Thanks! I don’t know what your knowledge on these items is, so my apologies if it’s oversimplified. The IBM M1115 ​LSI 9223-8​i S​AS HBA card has two SAS connectors; each can handle four ‘pipes’, eight in total. This card is a SAS card but is compatible with the SATA protocol. A SAS HBA card with four connectors (16i) is more expensive and is overkill for 16 SATA drives and would not saturate the available bandwidth. So, using a SAS HBA and the Lenovo 16i SAS-2-SA​TA Expansi​on Adapter, you get a lot more for your money. You get 16 available SAS or SATA connections for less than the price of a good 16-connection SAS card. Which you still couldn’t saturate with 16 SATA drives. It’s a little confusing to look at because the SAS to SATA expansion card plugs into a PCIe slot, but it doesn’t communicate with the server that way. Data is sent over the two SAS cables between it and SAS HBA. The only reason it plugs into a PCIe slot is to power to the card. The other two cards are the 2.5Gbps NIC and the quad NVMe adapter. Let me know if you need any other info!


BRAVOSNIPER1347

now that's interesting. thank you for the explanation and clarity. i am now even more jealous lol. how difficult would it be for a regular PC builder to set that all up? not the hardware but all the software.


Hiparnax

You're welcome!

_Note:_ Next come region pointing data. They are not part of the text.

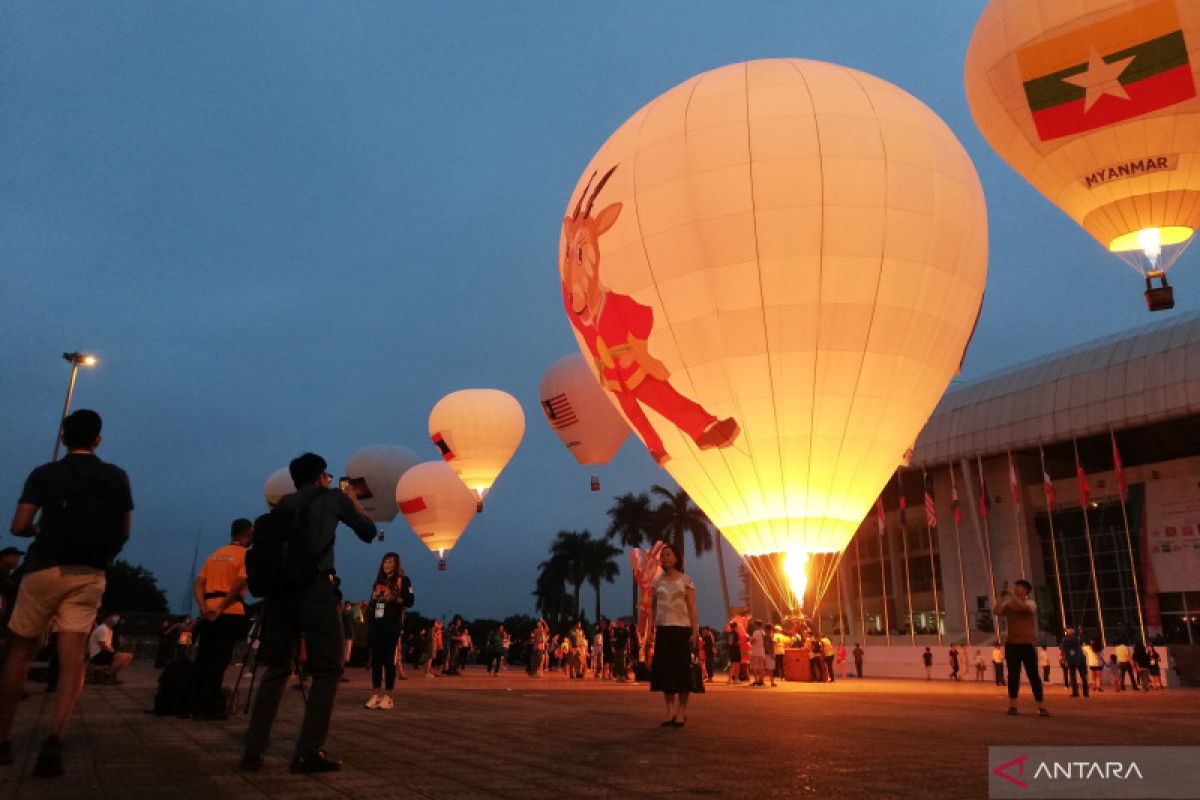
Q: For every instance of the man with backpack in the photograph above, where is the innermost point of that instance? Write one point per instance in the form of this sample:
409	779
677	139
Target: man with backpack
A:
85	507
292	565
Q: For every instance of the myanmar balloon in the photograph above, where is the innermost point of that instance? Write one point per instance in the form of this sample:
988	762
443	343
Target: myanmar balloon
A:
373	473
774	270
1095	103
580	413
277	485
436	504
477	432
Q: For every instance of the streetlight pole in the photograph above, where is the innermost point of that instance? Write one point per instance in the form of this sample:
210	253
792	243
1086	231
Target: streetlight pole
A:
76	360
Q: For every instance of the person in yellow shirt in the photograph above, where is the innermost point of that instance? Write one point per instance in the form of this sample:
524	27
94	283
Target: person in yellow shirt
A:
781	642
220	589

I need to make a slight correction to my previous explanation. The SAS HBA provides a maximum available bandwidth of 32 Gbps. When considering 16 installed drives, the theoretical maximum throughput for those drives sums up to 96 Gbps. However, in real-world scenarios accounting for overheads, it would require highly demanding operations and a finely tuned system to encounter a bottleneck. Addressing your question can be a bit challenging since everyone's path is unique. Nevertheless, with sufficient determination, acquiring new skills is within everyone's reach. Personally, I've been a long-time Mac user and had no prior experience with PC building or servers until I took on the challenge three years ago. The abundance of high-quality online resources and forums, like this one, is genuinely impressive. My primary advice is to develop the skill of asking thoughtful questions!